The main problem is that we lack a good way to tell if an AI research agent is actually doing good research. Existing evaluation methods often fall for what the authors call the 'Mirage of Synthesis,' meaning a report can appear impressive on the surface but contain factual errors or outdated information. This happens because the tools used to evaluate these reports are 'static' – they don't have the ability to actively check facts or understand how information changes over time, unlike a human researcher.
What's the solution?
To fix this, the researchers created a new evaluation framework called DREAM (Deep Research Evaluation with Agentic Metrics). DREAM uses AI to evaluate AI, essentially matching the agent's capabilities for research with the capabilities of the evaluator. It does this by combining standard checks with a tool-using AI agent that can actively verify facts, check for temporal validity (if the information is current), and test the agent's reasoning. This allows for a more thorough and reliable assessment of the research report.
Why it matters?
This work is important because as AI research agents become more common, we need reliable ways to ensure they are producing trustworthy information. DREAM provides a more robust and scalable method for evaluating these agents, moving beyond simply checking for good writing and correct citations to actually verifying the accuracy and timeliness of the research. This is crucial for building confidence in AI-generated research and preventing the spread of misinformation.
Abstract
Deep Research Agents generate analyst-grade reports, yet evaluating them remains challenging due to the absence of a single ground truth and the multidimensional nature of research quality. Recent benchmarks propose distinct methodologies, yet they suffer from the Mirage of Synthesis, where strong surface-level fluency and citation alignment can obscure underlying factual and reasoning defects. We characterize this gap by introducing a taxonomy across four verticals that exposes a critical capability mismatch: static evaluators inherently lack the tool-use capabilities required to assess temporal validity and factual correctness. To address this, we propose DREAM (Deep Research Evaluation with Agentic Metrics), a framework that instantiates the principle of capability parity by making evaluation itself agentic.
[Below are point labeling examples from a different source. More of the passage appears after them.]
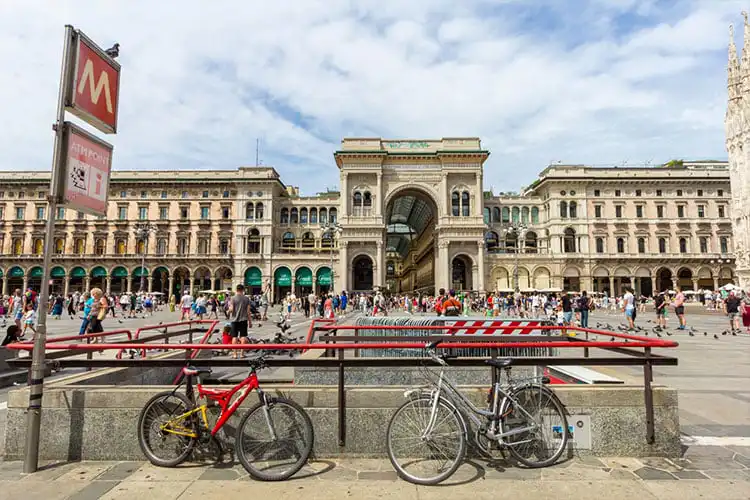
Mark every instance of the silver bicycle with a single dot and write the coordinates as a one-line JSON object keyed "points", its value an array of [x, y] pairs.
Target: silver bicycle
{"points": [[427, 435]]}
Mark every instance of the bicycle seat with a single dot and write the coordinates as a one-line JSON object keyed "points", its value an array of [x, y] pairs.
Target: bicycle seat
{"points": [[500, 362], [191, 371]]}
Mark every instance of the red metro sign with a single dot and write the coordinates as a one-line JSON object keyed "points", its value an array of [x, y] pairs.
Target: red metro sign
{"points": [[95, 90]]}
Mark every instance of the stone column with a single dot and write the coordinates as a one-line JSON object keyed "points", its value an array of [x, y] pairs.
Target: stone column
{"points": [[479, 284]]}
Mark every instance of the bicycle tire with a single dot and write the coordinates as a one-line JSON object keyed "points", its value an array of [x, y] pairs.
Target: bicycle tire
{"points": [[563, 423], [425, 402], [145, 443], [307, 432]]}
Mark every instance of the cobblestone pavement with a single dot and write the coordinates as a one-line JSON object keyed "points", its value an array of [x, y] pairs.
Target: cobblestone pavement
{"points": [[708, 472]]}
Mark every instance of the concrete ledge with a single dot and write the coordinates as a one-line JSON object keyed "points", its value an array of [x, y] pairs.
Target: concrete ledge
{"points": [[99, 422]]}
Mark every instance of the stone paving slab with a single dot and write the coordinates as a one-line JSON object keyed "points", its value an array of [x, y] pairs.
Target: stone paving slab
{"points": [[580, 478]]}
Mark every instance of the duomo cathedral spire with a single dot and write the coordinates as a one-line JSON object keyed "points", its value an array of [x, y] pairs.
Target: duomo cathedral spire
{"points": [[737, 126]]}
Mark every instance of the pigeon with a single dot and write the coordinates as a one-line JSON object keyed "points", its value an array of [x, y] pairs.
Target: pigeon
{"points": [[113, 51]]}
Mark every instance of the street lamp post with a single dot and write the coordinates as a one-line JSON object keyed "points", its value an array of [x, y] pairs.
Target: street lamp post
{"points": [[332, 229], [142, 231], [519, 230]]}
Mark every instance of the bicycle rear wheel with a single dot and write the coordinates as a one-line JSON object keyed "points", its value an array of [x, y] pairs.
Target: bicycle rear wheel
{"points": [[426, 459], [543, 445], [162, 447], [269, 459]]}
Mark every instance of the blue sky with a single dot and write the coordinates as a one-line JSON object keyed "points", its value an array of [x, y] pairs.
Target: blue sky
{"points": [[575, 81]]}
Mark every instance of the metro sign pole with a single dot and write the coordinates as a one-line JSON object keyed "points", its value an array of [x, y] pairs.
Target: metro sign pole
{"points": [[81, 164]]}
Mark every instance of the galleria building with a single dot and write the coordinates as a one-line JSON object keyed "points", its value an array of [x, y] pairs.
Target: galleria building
{"points": [[410, 216]]}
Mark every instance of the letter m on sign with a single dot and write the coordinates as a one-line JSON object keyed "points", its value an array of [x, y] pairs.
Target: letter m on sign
{"points": [[95, 88]]}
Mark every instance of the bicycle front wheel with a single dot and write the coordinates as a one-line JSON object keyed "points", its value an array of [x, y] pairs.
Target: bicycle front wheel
{"points": [[161, 433], [269, 458], [542, 426], [421, 457]]}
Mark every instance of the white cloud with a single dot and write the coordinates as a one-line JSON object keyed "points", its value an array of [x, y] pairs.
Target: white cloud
{"points": [[201, 81]]}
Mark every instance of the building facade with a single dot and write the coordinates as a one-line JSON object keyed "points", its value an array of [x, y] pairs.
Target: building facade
{"points": [[411, 215], [737, 126]]}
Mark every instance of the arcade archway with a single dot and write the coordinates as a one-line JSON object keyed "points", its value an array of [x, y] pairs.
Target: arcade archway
{"points": [[410, 238]]}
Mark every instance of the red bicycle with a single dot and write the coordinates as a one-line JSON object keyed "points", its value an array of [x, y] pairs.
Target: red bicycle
{"points": [[273, 440]]}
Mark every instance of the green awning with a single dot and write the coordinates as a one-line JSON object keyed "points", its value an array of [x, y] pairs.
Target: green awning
{"points": [[78, 272], [324, 276], [253, 277], [283, 277], [15, 272], [119, 272], [140, 271], [99, 272], [304, 276]]}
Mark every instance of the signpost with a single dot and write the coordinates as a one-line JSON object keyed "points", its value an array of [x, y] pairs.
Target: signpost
{"points": [[81, 163]]}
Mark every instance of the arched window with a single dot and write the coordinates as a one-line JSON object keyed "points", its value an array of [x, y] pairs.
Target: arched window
{"points": [[495, 214], [525, 215], [308, 240], [253, 241], [564, 209], [534, 215], [530, 243], [287, 241], [491, 241], [569, 240]]}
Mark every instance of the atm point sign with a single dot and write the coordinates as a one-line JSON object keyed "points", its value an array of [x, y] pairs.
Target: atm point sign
{"points": [[95, 88]]}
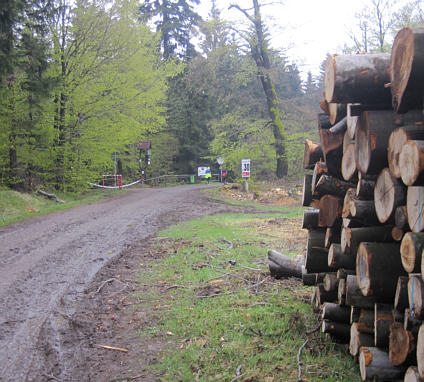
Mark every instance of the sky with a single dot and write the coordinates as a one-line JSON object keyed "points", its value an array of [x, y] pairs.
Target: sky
{"points": [[306, 29]]}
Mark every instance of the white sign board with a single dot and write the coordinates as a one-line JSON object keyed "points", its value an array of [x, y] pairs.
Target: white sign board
{"points": [[201, 171], [245, 168]]}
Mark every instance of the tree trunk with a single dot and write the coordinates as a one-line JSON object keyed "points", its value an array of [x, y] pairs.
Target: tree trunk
{"points": [[415, 208], [411, 162], [283, 266], [312, 154], [411, 251], [401, 345], [374, 363], [397, 139], [357, 78], [378, 267], [389, 193], [354, 296], [406, 70], [359, 339]]}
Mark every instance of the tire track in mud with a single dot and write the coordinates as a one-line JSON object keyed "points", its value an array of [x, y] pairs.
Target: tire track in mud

DREAM structures assessment through an evaluation protocol combining query-agnostic metrics with adaptive metrics generated by a tool-calling agent, enabling temporally aware coverage, grounded verification, and systematic reasoning probes. Controlled evaluations demonstrate DREAM is significantly more sensitive to factual and temporal decay than existing benchmarks, offering a scalable, reference-free evaluation paradigm.